Friday

I just miss her.

So today a friend sent me an email of much importance to my hotmail account. I haven't checked this account in a very long time. Consequently, I was deleting the 205 unread messages, (5 or so that were from a guy I broke up with 5 years ago. What is he doing emailing me still?) so back to the point...

I still have a couple of emails from my mom. I almost couldn't open them. She addressed them to Reese, I miss her calling me Reese. I mean my entire family and some really close friends call me that but it just isn't the same.

There were also all the emails I received from friends in the first few days after the accident. Strangely enough the first email was from my friend Peet, she was living in the Czech Republic at the time. News travels so fast. I am so grateful for so many good friends who were there for me through all of that.

I am also grateful for the good friends that are still here for me on nights like tonight when it just sweeps over me that I have to be without her for the rest of this life. I can go on a great date and she isn't there to call and pry every detail from me. I have to get married someday without her, I have to have babies without her there to just be my mommy.
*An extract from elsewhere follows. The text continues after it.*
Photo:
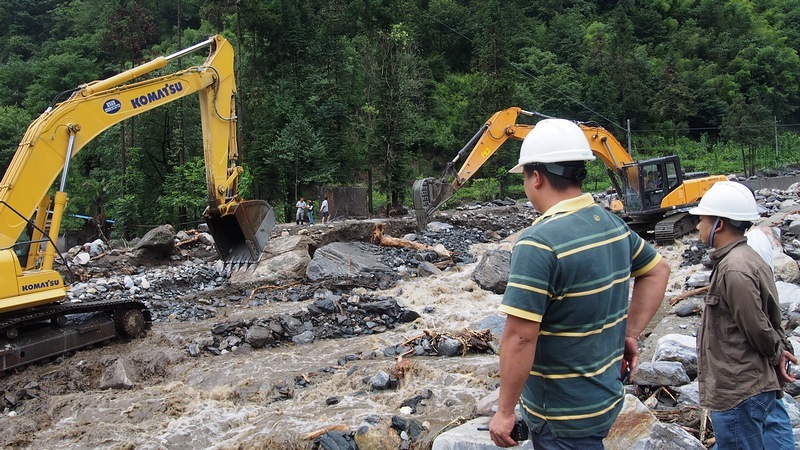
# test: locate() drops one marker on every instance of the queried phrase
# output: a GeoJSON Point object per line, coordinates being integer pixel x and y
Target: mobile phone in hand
{"type": "Point", "coordinates": [520, 431]}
I know I'll be with her again and that she is eternally my mom. But tonight I just miss her. Even though I have complete faith in my Heavenly Father, is it ok if sometimes I still just wonder what was he thinking? I still need her!

1 comment:

  1. Annie, I think it is completely normal to ask why. You are an amazingly strong person and I wish she were here for you too. In my opinion, missing her still shows that the two of you are still close.